[STAT/AP] Bas Lodewijks: Super-linear preferential attachment with fitness

13 March 2023 15:45 till 17:45 - Location: EEMCS Lecture Hall G | Add to my calendar

We consider a model of randomly growing trees called super-linear preferential attachment with fitness. In this model, we start with a root labelled 1 with fitness (or weight) W_1, and at each step n at least 2 a new vertex n with weight W_n (an i.i.d. copy of W_1) is introduced and connected to one vertex already present in the tree. Conditionally on the tree created so far (including the vertex-fitnesses W_1, ..., W_(n-1), vertex n connects to vertex v with a probability proportional to f(deg_n-1(v), W_v), where deg_n-1(v) is the degree of vertex v in the tree of size n-1 created so far.

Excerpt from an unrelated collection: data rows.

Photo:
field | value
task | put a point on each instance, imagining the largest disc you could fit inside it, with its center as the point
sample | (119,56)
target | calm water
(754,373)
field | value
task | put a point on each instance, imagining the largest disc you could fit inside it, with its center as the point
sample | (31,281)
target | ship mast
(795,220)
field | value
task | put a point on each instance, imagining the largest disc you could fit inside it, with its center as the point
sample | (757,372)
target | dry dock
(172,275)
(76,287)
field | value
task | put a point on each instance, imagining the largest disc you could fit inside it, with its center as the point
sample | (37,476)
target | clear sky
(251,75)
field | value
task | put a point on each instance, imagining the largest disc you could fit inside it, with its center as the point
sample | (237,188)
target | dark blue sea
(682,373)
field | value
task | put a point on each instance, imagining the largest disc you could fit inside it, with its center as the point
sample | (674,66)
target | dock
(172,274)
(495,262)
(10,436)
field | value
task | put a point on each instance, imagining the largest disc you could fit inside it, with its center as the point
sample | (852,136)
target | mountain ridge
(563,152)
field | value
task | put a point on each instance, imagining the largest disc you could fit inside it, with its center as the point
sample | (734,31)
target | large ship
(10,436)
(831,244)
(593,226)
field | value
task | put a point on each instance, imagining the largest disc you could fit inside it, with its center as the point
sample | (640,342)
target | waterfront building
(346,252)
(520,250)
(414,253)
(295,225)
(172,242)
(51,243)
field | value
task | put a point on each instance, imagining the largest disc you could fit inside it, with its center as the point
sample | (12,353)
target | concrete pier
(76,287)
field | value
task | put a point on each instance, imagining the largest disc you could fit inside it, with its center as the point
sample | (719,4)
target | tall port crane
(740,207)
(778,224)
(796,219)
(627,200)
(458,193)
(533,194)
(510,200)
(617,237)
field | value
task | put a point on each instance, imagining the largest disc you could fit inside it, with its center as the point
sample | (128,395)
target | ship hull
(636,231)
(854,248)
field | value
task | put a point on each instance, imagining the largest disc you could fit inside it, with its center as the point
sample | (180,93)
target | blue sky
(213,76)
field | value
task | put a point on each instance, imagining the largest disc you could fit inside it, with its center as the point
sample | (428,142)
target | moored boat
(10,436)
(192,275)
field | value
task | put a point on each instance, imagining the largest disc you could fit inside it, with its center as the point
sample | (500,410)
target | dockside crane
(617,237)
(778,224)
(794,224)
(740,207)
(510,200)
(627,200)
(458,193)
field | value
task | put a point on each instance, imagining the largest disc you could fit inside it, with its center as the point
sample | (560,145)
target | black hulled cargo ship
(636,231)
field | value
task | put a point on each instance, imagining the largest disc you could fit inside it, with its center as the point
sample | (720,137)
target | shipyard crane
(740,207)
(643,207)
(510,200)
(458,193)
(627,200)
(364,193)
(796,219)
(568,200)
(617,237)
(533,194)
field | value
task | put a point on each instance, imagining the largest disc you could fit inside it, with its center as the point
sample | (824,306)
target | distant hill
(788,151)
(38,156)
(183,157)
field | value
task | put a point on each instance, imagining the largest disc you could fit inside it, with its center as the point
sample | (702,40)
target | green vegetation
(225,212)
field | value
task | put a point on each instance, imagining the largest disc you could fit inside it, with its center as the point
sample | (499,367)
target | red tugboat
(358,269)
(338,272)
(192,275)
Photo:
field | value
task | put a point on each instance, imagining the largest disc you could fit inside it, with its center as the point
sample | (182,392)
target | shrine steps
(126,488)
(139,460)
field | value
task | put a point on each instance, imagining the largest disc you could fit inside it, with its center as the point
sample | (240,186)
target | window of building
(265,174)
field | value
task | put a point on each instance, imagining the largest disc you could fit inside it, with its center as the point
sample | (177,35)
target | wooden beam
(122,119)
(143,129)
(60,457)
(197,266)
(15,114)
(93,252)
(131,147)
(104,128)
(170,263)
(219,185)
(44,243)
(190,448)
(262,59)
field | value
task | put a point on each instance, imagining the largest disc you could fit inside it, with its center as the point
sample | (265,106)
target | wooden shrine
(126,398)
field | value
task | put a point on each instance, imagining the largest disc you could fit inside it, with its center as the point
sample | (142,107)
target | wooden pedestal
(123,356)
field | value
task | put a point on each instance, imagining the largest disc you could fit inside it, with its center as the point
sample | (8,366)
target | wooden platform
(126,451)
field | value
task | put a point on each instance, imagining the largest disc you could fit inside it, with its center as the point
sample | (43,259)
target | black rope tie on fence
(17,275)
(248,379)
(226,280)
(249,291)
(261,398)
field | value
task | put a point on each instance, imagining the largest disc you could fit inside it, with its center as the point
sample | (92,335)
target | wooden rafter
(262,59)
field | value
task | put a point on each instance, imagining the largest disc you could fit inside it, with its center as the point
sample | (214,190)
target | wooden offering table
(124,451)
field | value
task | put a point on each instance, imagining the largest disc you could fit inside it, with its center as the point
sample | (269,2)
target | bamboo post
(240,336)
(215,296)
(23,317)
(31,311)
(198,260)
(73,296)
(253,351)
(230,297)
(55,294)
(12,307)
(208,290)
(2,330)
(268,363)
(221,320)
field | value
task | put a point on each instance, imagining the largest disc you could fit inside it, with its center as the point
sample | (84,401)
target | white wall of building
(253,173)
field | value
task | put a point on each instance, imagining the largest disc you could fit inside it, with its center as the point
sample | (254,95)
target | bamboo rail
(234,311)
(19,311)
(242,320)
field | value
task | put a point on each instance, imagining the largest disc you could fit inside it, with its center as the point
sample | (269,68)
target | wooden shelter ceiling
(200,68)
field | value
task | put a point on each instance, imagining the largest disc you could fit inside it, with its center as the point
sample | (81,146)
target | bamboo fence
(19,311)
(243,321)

We focus on the case where the function f grows super-linear in its first argument. In particular, we shall discuss the two examples f(j,W)= j^p W and f(j,W)=j^p+W (multiplicative fitness and additive fitness, respectively), where p>1 is a constant called the super-linear exponent. We will identify a phase transition in the structure of the tree, in particular whether the limiting infinite tree contains a unique vertex with infinite degree or a unique infinite path almost surely. Moreover, we quantify the phase-transition in terms of the tail-behaviour of the fitness distribution and the super-linear exponent p.